Grade II – less than 50% of
tooth structure visible in moderate partial intrusion
Grade III – Severe or complete
intrusion
In case of alveolar bone
fracture during intrusion, the involved teeth and the bone will move as a
single unit. Radiographically, if the image of the deciduous incisor is
foreshortened, then it indicates that the involved tooth is away from the
permanent tooth germ whereas if the images is elongated then it indicates that
the involved tooth is into the follicle of the permanent tooth. Management
depends on the following factors,
1) Degree of intrusion – In
mild cases, eruption is expected whereas extraction plays a sole role if there
is infection or necrosis in moderate or severe cases. Ankylosis occurs when
eruption does not occur in 4-8 weeks. Factors such as thumb or digit sucking
act as hindrance for eruption.
2) Direction of intrusion -
Labial curvature of deciduous maxillary incisor helps in movement away from the
underlying tooth germ. Factors to be observed are periapical inflammation, pulp
necrosis, ankylosis, external root resorption and pulp canal obliteration.

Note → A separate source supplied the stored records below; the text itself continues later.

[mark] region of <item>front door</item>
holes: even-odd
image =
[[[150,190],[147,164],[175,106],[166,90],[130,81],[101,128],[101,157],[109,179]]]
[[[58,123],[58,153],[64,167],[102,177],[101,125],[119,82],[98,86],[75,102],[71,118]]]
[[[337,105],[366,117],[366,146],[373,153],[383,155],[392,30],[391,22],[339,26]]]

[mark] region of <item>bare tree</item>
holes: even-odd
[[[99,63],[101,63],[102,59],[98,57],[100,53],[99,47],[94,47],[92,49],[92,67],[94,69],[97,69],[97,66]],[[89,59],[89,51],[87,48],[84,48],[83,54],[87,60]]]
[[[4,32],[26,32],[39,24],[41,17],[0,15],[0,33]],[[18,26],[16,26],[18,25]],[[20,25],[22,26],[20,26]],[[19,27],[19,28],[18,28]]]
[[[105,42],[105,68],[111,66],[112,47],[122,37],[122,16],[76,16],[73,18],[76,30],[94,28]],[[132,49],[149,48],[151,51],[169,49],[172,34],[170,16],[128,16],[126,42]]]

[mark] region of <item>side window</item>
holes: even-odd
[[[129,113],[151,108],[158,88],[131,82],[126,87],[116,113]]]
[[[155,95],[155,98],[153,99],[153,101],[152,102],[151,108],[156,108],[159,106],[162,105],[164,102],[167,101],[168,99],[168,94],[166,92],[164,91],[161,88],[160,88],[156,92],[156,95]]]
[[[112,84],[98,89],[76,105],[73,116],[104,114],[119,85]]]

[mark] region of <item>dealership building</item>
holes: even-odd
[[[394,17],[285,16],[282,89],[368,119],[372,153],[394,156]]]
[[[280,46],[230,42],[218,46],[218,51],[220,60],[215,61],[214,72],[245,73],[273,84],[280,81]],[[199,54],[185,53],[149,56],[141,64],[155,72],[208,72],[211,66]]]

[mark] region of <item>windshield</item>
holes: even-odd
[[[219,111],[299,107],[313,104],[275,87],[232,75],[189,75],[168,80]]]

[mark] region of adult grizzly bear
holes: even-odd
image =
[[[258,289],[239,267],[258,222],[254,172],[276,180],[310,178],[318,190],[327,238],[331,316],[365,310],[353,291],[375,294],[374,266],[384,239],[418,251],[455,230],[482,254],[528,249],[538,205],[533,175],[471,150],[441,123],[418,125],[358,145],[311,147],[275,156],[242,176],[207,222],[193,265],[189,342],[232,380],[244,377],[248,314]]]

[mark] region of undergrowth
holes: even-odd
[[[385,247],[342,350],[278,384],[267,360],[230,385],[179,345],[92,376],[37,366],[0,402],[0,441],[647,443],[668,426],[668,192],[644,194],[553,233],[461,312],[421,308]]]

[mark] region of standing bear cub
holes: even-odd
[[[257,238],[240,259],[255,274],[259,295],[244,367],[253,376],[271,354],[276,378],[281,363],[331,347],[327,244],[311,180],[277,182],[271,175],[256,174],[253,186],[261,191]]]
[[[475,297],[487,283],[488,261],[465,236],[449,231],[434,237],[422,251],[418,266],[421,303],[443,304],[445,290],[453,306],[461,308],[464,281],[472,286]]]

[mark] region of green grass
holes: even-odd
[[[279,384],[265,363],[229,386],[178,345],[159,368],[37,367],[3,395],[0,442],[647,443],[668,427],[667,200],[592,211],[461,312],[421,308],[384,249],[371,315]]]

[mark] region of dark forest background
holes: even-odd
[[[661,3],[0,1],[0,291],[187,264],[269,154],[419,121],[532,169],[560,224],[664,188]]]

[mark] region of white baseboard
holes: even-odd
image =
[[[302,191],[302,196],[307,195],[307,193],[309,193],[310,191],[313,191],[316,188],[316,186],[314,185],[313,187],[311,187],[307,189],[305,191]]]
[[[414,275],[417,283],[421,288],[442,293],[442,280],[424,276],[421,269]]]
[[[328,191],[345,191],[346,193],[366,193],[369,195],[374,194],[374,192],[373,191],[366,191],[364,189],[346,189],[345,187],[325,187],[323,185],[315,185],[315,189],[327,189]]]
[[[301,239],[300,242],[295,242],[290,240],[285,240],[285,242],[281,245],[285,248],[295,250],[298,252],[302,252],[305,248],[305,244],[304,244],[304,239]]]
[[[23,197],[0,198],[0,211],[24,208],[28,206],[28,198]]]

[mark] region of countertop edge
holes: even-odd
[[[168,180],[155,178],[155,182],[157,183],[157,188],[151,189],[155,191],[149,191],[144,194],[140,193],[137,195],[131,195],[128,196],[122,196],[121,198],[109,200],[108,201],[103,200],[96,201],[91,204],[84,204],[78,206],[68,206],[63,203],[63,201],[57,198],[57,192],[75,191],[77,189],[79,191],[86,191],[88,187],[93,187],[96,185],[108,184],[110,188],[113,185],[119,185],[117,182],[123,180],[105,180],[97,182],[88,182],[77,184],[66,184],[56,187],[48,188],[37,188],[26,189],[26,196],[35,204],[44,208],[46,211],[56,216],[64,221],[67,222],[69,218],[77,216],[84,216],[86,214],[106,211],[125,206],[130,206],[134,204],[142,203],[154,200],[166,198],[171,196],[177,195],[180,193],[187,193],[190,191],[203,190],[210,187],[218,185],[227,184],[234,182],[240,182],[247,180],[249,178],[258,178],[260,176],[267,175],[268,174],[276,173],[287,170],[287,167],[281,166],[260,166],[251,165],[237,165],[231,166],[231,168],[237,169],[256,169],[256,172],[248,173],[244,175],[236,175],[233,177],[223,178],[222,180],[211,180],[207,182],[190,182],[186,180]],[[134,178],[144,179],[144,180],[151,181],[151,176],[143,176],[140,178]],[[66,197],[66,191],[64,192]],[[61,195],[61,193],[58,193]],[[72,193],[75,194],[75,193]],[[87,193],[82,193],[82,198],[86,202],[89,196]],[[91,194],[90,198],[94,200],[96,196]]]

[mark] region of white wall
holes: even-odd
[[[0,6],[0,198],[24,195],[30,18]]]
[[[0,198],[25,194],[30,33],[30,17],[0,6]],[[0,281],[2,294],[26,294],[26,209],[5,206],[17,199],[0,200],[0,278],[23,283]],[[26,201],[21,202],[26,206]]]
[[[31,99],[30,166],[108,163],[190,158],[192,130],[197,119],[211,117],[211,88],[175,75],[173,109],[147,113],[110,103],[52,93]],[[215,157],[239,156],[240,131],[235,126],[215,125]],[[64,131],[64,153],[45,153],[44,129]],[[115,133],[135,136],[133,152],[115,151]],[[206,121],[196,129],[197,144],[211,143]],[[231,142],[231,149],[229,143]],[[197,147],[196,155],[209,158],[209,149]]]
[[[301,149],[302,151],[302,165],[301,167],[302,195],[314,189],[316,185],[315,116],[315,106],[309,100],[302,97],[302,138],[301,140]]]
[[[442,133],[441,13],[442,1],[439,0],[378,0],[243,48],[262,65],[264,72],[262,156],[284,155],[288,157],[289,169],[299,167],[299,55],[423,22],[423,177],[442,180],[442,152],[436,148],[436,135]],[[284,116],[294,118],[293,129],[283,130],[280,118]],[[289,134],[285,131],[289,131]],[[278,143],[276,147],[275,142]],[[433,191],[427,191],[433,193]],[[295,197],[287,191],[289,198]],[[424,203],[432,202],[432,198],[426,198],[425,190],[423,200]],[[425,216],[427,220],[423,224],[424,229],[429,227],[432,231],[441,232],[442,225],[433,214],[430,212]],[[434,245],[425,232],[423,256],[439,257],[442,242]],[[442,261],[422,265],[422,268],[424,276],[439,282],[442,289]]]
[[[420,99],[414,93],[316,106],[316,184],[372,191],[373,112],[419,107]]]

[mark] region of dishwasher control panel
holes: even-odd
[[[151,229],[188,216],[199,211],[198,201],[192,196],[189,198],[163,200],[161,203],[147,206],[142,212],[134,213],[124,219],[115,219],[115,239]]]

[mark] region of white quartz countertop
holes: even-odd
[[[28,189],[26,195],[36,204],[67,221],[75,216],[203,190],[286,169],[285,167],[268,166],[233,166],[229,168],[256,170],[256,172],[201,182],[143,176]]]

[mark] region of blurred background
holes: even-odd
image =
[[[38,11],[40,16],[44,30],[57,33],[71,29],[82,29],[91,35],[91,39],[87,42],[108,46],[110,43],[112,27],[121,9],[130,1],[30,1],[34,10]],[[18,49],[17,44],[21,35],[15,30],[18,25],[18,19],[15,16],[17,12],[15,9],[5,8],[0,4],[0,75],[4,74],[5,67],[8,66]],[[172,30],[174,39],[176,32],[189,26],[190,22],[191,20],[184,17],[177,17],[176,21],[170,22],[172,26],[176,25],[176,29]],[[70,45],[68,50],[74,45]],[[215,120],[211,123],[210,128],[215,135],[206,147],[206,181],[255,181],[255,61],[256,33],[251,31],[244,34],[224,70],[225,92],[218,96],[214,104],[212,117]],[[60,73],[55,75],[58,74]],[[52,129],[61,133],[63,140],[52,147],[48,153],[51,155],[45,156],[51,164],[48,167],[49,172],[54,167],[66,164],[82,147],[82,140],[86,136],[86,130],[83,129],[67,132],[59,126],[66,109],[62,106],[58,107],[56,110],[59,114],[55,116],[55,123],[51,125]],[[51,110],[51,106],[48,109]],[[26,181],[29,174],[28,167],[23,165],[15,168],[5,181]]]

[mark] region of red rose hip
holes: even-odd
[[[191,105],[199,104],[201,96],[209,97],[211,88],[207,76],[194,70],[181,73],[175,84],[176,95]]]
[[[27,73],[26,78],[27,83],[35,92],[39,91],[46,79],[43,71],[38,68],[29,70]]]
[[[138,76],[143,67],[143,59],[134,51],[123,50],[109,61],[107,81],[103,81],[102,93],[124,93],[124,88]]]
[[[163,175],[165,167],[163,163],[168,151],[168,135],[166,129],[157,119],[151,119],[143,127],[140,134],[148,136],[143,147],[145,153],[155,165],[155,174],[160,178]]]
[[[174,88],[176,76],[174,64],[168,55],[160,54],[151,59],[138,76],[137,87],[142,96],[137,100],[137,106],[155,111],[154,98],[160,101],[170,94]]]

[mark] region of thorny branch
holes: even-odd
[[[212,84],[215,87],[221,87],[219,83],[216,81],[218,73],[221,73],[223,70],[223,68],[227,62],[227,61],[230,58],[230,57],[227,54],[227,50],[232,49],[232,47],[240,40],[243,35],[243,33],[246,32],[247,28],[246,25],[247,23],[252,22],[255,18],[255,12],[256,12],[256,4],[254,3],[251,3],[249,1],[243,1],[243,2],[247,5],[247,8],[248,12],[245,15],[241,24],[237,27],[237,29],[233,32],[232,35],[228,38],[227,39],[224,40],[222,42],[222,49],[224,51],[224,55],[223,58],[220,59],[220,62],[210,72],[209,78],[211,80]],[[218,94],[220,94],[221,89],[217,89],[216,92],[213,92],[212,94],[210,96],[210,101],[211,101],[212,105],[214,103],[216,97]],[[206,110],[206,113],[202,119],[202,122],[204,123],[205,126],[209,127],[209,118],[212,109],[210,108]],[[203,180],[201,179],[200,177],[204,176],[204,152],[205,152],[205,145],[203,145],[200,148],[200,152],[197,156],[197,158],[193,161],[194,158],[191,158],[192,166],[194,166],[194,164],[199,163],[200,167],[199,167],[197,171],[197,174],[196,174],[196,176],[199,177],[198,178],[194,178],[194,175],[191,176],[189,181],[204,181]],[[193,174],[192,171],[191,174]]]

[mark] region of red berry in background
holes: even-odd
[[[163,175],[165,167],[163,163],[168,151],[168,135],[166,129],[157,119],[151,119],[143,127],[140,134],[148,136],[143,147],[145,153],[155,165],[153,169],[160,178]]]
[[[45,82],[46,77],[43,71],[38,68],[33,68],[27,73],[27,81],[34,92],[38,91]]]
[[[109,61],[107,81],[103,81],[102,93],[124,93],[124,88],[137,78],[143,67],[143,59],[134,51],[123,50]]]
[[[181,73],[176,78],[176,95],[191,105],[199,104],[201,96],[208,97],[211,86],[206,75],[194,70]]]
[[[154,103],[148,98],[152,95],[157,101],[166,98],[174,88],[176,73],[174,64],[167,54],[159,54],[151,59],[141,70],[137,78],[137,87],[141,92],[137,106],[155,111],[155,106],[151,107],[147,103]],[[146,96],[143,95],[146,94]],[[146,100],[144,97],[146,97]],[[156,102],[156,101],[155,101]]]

3) Alveolar bone fracture –
perforation of buccal cortical plate during intrusion plays an important role
in extraction of the offending tooth. 90% of intruded teeth will erupt
spontaneously whereas only affected tooth with severely damaged periodontal
ligament might result in ankylosis. Prognosis depends on the time lapse between
the event and treatment.
Follow-up protocol is as
follows,
1)
Clinical
examination in first week
2)
1+
radiographical examination in 3-4 weeks
3)
1 alone
in 6-8 weeks
4)
2 alone
in 6 months
5)
2 alone
in 1 year (till exfoliation and eruption of permanent tooth)
The most widely
accepted protocol for management of intrusive luxation of deciduous tooth in
case of palatal movement is wait and watch for eruption. In case of
inflammation, fever, malaise, pain, pulpal necrosis and pathological root
resorption, the involved tooth must be extracted. Complications of anterior
tooth loss includes difficulty in speech, development of tongue habits and an
aesthetic setback [8-10]. The affected tooth was also palatially
away from the permanent tooth germ radiographically. Parents were also educated
to observe for oral habits so that it may not act as a hindrance to erupting
tooth. Periodical clinical and radiographical reviews played an important role
in wait and watch policy. Finally, eruption of the intrusively luxated right
maxillary deciduous incisor occurred without any complications.
The treatment protocol
depends on the direction and degree of intrusion. Maximum cooperation from the
patient side can be obtained by following tell show do technique, short
appointments, and presence of parents in the dental office. Clinical and
radiographical evaluation should be done simultaneously to achieve successful
outcome leading to restoration of aesthetics, function, and appearance.